2) Makroangiopati Diabetik mempunyai gambaran


histopatologis berupa aterosklerosis. Gabungan dari
gangguan biokimia yang disebabkan karena insufisiensi
insulin yang menjadi penyebab jenis penyakit vaskuler.
Gangguangangguan ini berupa penimbunan sorbitol dalam
intima vaskuler, hiperproteinemia dan kelainan pembekuan
darah. Pada akhirnya makroangiopati diabetik ini akan
mengakibatkan penyumbatan vaskuler. Jika yang terkena
adalah arteri koronaria dan aorta, maka dapat
mengakibatkan angina dan infark miokardium (Price, S. A.
& Wilson L.M, 2006).

F. Penatalaksanaan Medis
Kerangka utama penatalaksanaan Diabetes Melitus yaitu perencanaan
makan, latihan jasmani, obat hipoglikemik, dan penyuluhan.
1. Perencanaan makan (meal planning)
Menurut Perkumpulan Endokrinologi Indonesia (PERKENI), telah
ditetapkan bahwa standar yang dianjurkan adalah santapan dengan
komposisi seimbang berupa karbohidrat (60-70%), protein (10-15%).
Lemak (20-25%). Apabila diperlukan santapan dengan komposisi
karbohidrat sampai 70-75% juga memberikan hasil yang baik, terutama
untuk golongan ekonomi rendah. Jumlah kalori disesuaikan dengan
pertumbuhan, status gizi, umur, stress akut, dan kegiatan jasmani untuk
mencapai berat badan ideal. Jumlah kandungan kolesterol <300 mg/ hari.
Jumlah kandungan serat 25 g/ hari, diutamakan jenis serat larut.
Konsumsi garam dibatasai bila terdapat hipertensi. Pemanis dapat
digunakan secukupnya.

2. Latihan jasmani
Dianjurkan latihan jasmani teratur, 3-4 kali tiap minggu selama
0,5 jam yang sifatnya sesuai CRIEPE ( continous, rhytmical, interval,
progressive, endurance training). Latihan yang dapat dijadikan pilihan
adalah jalan kaki, jogging, renang, bersepeda, dan mendayung.
3. Obat berkhasiat hipoglikemik
a. Sulfonilurea
Obat ini bekerja dengan cara menstimulsai pelepasan insulin yang
tersimpan, menurunkan ambang sekresi insulin, meningkatkan sekresi
insulin sebagai aklibat rangsangan glukosa. Obat golongan ini biasanya
diberikan pada pasien dengan berat badan normal dan masih bisa dipakai
pada pasien yang beratnya sedikit lebih.
b. Biguanid
Obat ini menurunkan kadar glukosa darah tapi tidak sampai
dibawah normal. Preparat yang ada dan aman adalah metformin. Obat ini
dianjurkan untuk pasien gemuk (indeks masa tubuh/ IMT > 30) sebagai
obat tunggal.

c. Inhibitor glukosidase
Obat ini bekerja secara kompetitif menghambat kerja enzim
glukosidase didalam saluran cerna, sehingga menurunkan penyerapan
glukosa dan menurunkan hiperglikemia pasca prandial.

G. Patoflow
H. Askep Teori Diabetes Mellitus tipe 2
Diabetes Mellitus adalah masalah yang mengancam hidup yang
disebabkan oleh defisiensi insulin relatif atau absolut.

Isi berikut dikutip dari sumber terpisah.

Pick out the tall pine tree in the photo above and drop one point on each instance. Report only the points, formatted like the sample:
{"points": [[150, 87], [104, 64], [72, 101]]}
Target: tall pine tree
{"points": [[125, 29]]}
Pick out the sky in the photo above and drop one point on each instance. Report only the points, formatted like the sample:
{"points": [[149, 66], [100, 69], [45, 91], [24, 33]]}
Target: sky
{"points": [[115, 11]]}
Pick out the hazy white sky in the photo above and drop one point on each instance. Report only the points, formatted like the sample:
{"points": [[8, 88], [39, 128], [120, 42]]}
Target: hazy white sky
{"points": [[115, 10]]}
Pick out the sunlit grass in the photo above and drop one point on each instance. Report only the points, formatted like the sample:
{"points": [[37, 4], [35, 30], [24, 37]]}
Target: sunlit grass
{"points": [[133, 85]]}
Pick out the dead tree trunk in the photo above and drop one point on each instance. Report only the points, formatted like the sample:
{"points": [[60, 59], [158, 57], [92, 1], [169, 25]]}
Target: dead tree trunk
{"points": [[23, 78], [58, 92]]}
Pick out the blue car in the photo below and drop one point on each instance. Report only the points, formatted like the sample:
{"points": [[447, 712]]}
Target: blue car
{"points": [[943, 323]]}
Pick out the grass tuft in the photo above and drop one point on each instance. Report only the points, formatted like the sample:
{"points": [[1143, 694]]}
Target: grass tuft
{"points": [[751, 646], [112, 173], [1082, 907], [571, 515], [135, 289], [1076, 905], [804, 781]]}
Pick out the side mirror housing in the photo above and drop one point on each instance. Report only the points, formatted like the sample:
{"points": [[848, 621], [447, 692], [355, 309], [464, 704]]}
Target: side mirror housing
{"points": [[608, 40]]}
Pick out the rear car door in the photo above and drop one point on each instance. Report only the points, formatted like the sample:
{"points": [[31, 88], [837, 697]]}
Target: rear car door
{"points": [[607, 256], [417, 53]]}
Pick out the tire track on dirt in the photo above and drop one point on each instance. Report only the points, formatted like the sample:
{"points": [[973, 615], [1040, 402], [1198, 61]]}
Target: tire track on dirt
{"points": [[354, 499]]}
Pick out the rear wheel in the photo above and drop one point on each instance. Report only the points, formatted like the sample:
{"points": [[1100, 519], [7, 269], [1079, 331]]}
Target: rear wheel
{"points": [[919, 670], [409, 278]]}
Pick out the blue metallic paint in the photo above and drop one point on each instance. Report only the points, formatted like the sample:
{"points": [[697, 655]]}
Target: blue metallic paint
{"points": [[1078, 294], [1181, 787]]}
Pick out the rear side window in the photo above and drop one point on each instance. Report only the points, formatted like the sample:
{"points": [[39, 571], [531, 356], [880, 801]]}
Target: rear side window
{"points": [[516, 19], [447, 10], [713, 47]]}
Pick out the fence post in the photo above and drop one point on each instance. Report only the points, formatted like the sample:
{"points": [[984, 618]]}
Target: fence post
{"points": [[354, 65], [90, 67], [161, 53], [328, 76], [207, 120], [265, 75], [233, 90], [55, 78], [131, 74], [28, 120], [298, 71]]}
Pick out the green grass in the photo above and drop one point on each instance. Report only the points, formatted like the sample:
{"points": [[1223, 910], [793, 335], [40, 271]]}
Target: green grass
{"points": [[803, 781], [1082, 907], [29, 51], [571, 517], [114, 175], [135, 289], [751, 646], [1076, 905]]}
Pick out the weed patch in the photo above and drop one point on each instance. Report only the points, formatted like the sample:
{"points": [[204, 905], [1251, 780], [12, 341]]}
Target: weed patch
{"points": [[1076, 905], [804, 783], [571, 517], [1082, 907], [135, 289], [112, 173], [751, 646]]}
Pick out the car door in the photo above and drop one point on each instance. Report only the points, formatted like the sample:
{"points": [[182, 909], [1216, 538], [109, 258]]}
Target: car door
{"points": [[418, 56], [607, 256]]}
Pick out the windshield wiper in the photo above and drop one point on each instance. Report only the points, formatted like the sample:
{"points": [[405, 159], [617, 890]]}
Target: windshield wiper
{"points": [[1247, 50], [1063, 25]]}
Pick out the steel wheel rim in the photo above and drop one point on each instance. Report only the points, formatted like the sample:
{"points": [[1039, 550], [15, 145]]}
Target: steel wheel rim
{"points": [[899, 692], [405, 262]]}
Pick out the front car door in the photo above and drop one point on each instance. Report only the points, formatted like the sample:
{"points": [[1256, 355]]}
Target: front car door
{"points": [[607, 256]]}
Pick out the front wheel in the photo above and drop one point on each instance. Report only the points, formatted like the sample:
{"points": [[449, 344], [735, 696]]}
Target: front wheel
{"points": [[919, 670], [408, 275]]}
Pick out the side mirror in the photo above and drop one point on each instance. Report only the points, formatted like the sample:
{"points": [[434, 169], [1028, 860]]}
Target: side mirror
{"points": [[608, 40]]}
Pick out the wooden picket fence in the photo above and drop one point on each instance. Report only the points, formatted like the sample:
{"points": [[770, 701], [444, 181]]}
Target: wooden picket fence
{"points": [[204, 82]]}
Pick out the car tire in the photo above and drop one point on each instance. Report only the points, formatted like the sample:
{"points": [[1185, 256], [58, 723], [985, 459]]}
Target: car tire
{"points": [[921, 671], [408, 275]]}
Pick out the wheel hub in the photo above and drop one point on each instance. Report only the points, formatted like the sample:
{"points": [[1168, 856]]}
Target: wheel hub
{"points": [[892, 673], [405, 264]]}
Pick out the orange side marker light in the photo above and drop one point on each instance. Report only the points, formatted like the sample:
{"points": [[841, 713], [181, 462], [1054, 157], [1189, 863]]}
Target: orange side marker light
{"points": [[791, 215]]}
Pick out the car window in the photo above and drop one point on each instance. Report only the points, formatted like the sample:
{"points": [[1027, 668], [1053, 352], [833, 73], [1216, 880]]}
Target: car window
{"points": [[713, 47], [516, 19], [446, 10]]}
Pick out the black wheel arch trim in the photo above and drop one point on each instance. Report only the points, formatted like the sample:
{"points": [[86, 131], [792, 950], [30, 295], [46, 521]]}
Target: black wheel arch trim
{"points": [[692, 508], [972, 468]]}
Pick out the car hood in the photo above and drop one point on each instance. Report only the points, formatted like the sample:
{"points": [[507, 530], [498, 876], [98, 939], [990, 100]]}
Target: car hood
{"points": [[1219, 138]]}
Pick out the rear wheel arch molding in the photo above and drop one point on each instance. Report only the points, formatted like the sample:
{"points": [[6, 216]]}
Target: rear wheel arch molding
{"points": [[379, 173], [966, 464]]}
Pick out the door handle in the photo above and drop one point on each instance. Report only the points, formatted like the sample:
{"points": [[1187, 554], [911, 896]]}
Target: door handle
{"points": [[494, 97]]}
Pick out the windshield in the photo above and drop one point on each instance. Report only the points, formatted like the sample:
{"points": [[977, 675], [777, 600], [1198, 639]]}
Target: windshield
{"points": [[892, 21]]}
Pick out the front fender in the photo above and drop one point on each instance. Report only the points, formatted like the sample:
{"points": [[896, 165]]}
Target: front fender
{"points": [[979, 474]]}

DASAR DATA PENGKAJIAN PASIEN


a. Aktifitas dan istirahat
Gejala: letih, lemah sulit berjalan / bergerak, tonus otot menurun, kram

otot, gangguan istirahat/ tidur.


Tanda: Takikardi dan takipnea pada keadaan istirahat atau dengan aktifitas,

letargi/ disorientasi, koma dan penurunan kekuatan otot.

b. Sirkulasi
Gejala: Riwayat hipertensi, infark miokard akut, klaudikasi, kebas,

kesemutan pada ekstremitas, ulkus pada kaki, penyembuhan yang lama.


Tanda: takikardi, perubahan tekanan darah postural: hipertensi, nadi

menurun/ tidak ada, disritmia, kulit panas, kering dan kemerahan: bola

mata cekung.

c. Integritas Ego
Gejala: stress, tergantung pada orang lain.
Tanda: Ansietas.

d. Eliminasi
Gejala: Perubahan pola kemih, poliuria, nokturia, rasa nyeri atau terbakar,

kesulitan berkemih (infeksi), ISK baru tau berulang, nyeri tekan abdomen,

diare.
Tanda: urin encer, pucat, kuning: poliuri(dapat berkembang menjadi

oliguria/ anuria jika terjadi hipovolemia berat), urin berkabut, bau busuk

(infeksi), abdomen keras, adanya asites, bising usus lemah dan menurun:

hiperaktif (diare).

e. Makanan/ Cairan
Gejala: Hilang nafsu makan, mual, muntah, tidak mengikuti diet;

peningkatan masukan glukosa/ karbohidrat, penurunan berat badan lebih

dari beberapa hari/ minggu, haus, penggunaan diuretik (tiazid).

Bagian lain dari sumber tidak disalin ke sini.